HSBC data shows that 54% of people in Britain have had the same current account for over a decade and 2 in 5 remain at their same bank for over 15 years.

This is despite 64% of people reporting they receive no benefits at their current bank.

So, is switching bank accounts a good idea or not?

Switching your bank account is a personal decision and many people are happy to remain with their existing account for the simple reason of convenience. If you want better interest rates so you can earn on your savings then it could be beneficial to shop around for better deals.

Be careful not to switch too many times as this could affect your credit score!


Reasons for switching banks

  • Many banks offer rewards to new customers, you could receive a cash, travel, voucher rewards if you switch
  • A new bank could offer better interest rates than your existing one.
  • You may have had some issues with your existing bank account e.g. fraud issues or service and need a switch.
  • You may want to open a savings account with better interest and need to have a current account with the same bank first.
  • You want to open an appealing junior account for your children and you need your own current account at the same bank.
  • Your local branch shut down so you need to move to a bank with a branch nearby.

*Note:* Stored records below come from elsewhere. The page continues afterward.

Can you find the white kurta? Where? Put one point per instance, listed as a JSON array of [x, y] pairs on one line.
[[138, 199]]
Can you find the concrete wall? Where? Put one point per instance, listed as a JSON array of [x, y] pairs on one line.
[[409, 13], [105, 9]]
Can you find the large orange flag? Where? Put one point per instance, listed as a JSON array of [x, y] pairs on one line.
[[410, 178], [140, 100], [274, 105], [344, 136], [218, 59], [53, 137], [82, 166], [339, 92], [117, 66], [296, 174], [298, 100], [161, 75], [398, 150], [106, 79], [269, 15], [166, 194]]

Does Switching banks accounts affect my credit score?

When applying for new bank accounts they will run a check on your file which leaves a trace on your credit report which other lenders later on could see.

With multiple checks on your file leaving a mark this could reduce your chances of being accepted.

When applying to a bank they will either run a hard or soft credit check, make sure to avoid too many hard credit checks as these leave a noticeable trace on your file.

If you plan on taking out a loan e.g. getting a mortgage within the next 12 months then you should wait before you switch bank accounts as the file will not have recovered from the credit check yet.